ERE is not a representative feature in the field of online education or distance education but rather, a forced reaction to extraordinary circumstances in education. The increasing confusion between the practice of ERE and online learning could have catastrophic consequences in learners' outcomes, teachers' instructional practices, and institutional policies. Researchers, educators, and policymakers must work cooperatively and be guided by sound work in the field of distance learning to design nourishing educational environments that serve students’ best interests.

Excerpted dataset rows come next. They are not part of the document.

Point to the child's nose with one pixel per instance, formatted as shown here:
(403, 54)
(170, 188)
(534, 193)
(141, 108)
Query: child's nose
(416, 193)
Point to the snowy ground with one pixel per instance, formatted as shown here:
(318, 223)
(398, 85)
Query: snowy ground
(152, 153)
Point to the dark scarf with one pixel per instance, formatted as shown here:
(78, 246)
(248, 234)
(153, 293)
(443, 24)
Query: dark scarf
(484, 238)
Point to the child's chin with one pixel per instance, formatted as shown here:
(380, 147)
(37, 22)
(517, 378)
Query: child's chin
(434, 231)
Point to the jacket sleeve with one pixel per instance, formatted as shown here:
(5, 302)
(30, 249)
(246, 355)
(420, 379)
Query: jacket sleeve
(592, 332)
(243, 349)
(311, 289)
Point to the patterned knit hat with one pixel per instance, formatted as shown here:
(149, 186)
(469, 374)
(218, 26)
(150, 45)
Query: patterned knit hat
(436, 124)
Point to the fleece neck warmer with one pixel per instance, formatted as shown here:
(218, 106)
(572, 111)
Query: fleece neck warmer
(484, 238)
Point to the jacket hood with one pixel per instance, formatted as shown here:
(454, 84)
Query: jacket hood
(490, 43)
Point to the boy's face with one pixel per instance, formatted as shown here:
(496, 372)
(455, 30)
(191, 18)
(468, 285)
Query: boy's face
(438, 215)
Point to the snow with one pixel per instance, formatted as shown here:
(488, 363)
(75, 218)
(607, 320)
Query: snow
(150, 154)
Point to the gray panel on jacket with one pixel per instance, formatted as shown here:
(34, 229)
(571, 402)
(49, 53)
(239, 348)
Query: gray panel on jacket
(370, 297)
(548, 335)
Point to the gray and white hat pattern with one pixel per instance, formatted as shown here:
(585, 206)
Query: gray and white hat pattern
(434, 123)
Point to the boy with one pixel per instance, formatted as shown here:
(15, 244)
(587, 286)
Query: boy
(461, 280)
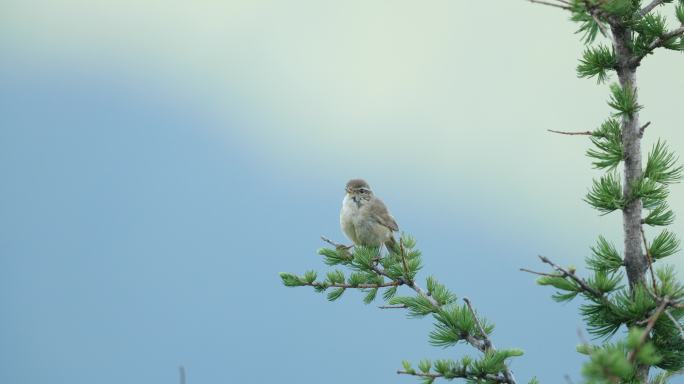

In this study, text mining and social network analysis were demonstrated to be powerful tools for exploring and visualizing patterns in COVID-19-related educational research. However, a more in-depth examination is still needed to synthesize effective strategies that can be used to support us in future crises. Systematic reviews that use classical manual coding techniques may take more time but increase our understanding of a phenomenon and help us to develop specific action plans. Future systematic reviews can use the seven themes identified in this study to analyze primary studies and find strategies that counteract the survival of the fittest mindset to ensure that no student is left behind.